"Our response to the invasion was by the hour at first, now not to the same degree, but it is absolutely Europe's top priority and we will stay supportive of Ukraine until the war is won and Ukraine has been rebuilt, and become a member of the European Union," Vestager continued. "I think that is the crucial commitment that has been made, and that will be a better union when that is brought about - a more dynamic union and a more united union."
Indeed, in the immediate aftermath of the Russian invasion, Josep Borrell, the EU foreign and security chief, argued the EU had grown up, "making more progress in a week toward the objective of being a global security player than it had in the previous decade". Measures that were unthinkable just a few days earlier, such as barring leading Russian banks from the Swift international financial messaging system and freezing the Russian central bank's assets, were imposed at an unprecedented pace.

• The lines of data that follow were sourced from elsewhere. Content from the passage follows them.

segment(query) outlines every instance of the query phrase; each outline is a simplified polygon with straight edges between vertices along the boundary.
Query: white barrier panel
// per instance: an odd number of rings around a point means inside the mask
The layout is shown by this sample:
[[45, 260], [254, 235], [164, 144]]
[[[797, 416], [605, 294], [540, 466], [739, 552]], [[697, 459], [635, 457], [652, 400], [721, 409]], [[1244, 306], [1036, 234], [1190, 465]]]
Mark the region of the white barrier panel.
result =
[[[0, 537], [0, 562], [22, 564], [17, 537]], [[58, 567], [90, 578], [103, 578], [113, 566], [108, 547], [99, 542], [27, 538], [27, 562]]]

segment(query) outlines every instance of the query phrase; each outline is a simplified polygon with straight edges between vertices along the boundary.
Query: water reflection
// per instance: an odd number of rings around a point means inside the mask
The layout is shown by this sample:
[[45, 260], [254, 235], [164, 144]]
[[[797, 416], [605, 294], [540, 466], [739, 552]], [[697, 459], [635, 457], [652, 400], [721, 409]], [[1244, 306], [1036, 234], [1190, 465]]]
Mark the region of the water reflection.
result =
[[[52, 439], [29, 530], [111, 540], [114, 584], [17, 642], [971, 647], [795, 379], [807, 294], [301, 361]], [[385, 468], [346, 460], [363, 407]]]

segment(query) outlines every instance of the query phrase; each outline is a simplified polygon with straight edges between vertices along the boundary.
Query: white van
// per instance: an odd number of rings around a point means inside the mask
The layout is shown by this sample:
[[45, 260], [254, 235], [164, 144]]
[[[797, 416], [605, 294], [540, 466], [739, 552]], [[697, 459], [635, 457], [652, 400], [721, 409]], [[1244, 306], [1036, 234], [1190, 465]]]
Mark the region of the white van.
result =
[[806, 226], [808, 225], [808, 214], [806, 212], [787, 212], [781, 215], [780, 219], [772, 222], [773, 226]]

The price of failure was also dauntingly high. "Everything is at stake in this war: each and every one of the core principles of European security have come under attack," said Jonatan Vseviov, the secretary general in Estonia's directorate of the ministry of foreign affairs. "They will either be strengthened as a result of this war, or they will be fundamentally weakened. The notions of territorial integrity, sovereignty, the unacceptability of aggression, the illegality of war crimes are being tested right now."
In an effort not to fail, the EU activated its temporary protection directive for the first time in history, giving more than 5.3 million Ukrainians the right to residence. With the European Commission in the driving seat, it has for the first time imposed 10 rounds of economic sanctions against a country, all agreed - eventually - unanimously. National sanctions enforcement has now even become an EU competence.